Three Rules for Tough Trips

We've all been on outdoor trips where the whole situation gets a bit sideways, or at least requires operating at a high output level for longer than is comfortable. Here are three rules for these kinds of trips:

1. Move the team forward. If you're sitting on your ass or standing around blankly you're doing something wrong. Figure out what will keep the team and yourself moving forward, even if a very small amount, and do it. Multiple one to ten minute slow-downs add up to hours and days very rapidly when on a long climb or trip.

2. See and accept the situation as it is. Improve it. If it's really bad think of Shackleton. See, not so bad.

3. You can complain, but it's gotta be funny or it's just whining.

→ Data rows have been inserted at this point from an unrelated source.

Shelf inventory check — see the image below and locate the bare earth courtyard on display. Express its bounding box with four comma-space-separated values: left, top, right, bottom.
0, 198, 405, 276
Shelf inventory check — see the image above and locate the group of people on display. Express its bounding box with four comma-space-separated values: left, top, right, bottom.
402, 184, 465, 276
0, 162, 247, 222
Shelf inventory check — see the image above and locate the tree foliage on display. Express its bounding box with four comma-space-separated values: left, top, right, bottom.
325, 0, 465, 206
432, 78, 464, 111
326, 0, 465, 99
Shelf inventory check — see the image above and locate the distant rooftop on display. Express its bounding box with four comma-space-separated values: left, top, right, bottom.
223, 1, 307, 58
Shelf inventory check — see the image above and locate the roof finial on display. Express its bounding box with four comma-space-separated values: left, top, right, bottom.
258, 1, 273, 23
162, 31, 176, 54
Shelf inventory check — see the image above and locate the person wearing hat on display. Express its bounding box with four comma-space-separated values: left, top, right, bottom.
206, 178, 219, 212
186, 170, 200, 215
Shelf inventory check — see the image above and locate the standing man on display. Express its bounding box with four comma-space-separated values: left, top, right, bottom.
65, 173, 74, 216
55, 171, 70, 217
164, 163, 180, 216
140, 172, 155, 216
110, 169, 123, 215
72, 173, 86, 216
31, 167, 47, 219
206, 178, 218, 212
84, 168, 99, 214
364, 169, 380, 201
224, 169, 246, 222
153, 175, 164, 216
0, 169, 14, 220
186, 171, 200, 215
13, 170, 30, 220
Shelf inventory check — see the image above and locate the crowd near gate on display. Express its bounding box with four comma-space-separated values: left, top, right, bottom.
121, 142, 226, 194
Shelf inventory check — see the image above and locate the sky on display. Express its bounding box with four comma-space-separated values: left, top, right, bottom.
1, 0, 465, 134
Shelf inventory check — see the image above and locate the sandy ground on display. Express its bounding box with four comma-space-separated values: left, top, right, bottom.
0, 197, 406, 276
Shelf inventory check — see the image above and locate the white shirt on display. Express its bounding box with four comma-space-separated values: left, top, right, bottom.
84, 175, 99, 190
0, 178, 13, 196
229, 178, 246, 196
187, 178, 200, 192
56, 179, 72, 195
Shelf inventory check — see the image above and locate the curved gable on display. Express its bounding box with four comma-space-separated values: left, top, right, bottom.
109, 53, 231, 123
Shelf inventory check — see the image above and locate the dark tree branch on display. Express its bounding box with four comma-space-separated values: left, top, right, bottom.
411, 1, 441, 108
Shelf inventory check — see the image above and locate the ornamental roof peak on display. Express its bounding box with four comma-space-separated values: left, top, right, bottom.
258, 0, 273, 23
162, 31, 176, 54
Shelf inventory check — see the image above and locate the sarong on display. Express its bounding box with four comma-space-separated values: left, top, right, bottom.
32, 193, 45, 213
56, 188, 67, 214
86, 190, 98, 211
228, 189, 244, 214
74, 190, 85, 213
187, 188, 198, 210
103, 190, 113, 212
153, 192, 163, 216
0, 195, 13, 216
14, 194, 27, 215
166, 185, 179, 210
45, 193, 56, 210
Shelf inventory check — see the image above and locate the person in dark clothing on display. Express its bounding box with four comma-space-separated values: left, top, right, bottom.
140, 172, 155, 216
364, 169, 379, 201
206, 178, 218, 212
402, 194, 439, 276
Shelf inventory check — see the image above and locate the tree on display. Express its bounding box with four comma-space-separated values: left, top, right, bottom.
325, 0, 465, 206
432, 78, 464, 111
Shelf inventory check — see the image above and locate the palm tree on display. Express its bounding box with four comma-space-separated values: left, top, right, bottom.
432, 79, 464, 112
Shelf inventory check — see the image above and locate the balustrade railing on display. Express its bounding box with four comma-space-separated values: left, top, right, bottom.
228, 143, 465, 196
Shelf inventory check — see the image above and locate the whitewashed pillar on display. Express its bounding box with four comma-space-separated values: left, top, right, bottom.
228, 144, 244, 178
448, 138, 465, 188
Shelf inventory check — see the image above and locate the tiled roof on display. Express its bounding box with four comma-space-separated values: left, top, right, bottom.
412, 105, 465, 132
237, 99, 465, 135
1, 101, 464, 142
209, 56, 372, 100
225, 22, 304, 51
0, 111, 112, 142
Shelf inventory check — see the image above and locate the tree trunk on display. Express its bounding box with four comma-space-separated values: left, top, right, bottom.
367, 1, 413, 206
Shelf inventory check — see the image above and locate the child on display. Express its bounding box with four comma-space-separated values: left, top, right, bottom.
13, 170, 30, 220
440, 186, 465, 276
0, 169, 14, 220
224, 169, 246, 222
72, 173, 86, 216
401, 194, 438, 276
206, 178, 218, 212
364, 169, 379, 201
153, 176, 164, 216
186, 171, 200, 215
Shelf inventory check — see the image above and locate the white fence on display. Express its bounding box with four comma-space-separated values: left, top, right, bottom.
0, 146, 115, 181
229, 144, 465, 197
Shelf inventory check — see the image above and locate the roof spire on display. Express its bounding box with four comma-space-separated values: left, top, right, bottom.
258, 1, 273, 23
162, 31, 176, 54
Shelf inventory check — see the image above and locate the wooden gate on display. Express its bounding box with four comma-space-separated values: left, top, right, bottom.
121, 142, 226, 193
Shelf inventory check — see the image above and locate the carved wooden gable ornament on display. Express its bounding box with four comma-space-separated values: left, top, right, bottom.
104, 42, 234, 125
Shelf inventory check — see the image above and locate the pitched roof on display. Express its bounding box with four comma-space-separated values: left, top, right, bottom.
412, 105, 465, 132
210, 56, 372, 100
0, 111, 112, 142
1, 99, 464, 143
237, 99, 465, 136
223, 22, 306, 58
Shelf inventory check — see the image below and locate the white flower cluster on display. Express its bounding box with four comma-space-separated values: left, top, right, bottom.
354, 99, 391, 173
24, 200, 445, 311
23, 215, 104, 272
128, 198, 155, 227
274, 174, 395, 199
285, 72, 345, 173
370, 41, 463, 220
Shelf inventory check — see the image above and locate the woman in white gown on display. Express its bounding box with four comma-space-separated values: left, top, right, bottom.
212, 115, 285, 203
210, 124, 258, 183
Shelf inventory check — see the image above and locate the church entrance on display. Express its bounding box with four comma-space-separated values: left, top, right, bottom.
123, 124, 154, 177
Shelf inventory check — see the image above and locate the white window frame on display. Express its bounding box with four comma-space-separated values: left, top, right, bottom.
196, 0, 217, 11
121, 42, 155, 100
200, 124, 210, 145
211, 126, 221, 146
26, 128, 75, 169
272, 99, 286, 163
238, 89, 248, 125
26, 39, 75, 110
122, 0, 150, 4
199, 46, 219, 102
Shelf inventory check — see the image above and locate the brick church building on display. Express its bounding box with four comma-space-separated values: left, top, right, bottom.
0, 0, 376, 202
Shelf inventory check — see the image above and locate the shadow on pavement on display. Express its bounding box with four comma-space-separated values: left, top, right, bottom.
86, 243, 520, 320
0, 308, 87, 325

I remember reading a story years ago about a friend, Barry Blanchard, suffering on a climbing trip where he wasn't up to the climbing standard. He cooked more, dug more caves, stacked ropes, did whatever he possibly could to move the group forward. That story stuck in my mind as a standard to try and follow--Barry is normally one of the best alpine climbers going, but on that trip he wasn't. He was still a very valuable part of the team. My best climbing and adventure partnerships have all broadly followed the three "rules" above. A fourth rule is that sometimes you can't live up to the first three; try and do better when you can.

1 comment:

Ralph said...

Will, I've just discovered your blog and am enjoying it. Good ideas for long trips!

On an Alaska Range trip years ago, we were stuck for several weeks in bad weather, so to prevent the boredom and arguing, we set up a track and raced every day around it. We made ice blocks with cool-aid, and had other games to keep us occupied.